Sex, drugs, and rock and roll threaten the peace on DS Harry Barnard’s Soho beat.
Life was simpler back in the days when East End thug Ray Robertson ran the Delilah Club. Ray and his younger brother, Georgie, were as bent as they come, but they kept order on the streets so that everyone could go out in the evening and have a good time. Now Georgie’s in stir, Ray’s missing, and the council is threatening to chuck Ma Robertson in an old age home so they can knock down her decrepit house and rehab the whole block. The Robertsons’ absence leaves the field open for dodgy fellows like Hugh Mercer to open new places like The Late Supper Club, places where musicians have their own private entrance so they can bring in whomever they like and whatever chemical enhancements they like and no one’s the wiser—places where an underage girl can fall out an upper-story window and no one can say how she fell or whom she came with or even what her name is. DS Barnard, despite his fondness for sharp clothes and flashy cars, hates this latest fashion in crime. So in spite of his superiors’ instance that he keep to the jobs he’s assigned—investigating the wave of violence against Soho’s cafe and bar owners, most likely at the hands of a Maltese mob looking to run a protection racket—Harry insists on nosing into the young partygoer’s death.

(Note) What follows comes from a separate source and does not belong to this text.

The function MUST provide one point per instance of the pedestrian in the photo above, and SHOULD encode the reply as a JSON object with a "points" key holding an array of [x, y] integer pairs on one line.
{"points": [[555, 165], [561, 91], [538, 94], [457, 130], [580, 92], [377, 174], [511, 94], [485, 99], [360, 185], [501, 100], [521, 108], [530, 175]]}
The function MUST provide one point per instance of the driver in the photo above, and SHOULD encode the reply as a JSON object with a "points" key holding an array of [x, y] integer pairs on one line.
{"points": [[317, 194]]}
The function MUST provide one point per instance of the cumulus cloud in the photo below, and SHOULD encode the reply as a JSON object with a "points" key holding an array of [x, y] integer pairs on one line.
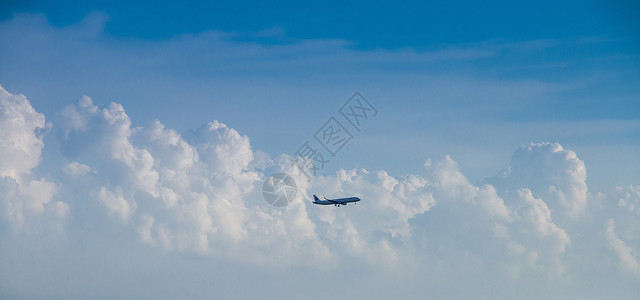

His inquiry collides with the latest mission of his girlfriend, photographer Kate O’Donnell: helping her former beau, aspiring Liverpool musician Dave Donovan, locate his new girlfriend, singer Marie Collins, who’s disappeared on a quest to find a London agent.
The combination of murder, menace, and sexual jealousy provides Hall (Cover Up, 2017, etc.) a combustible mix, but the ensuing fireworks, both figurative and literal, provide her seventh entry more heat than light.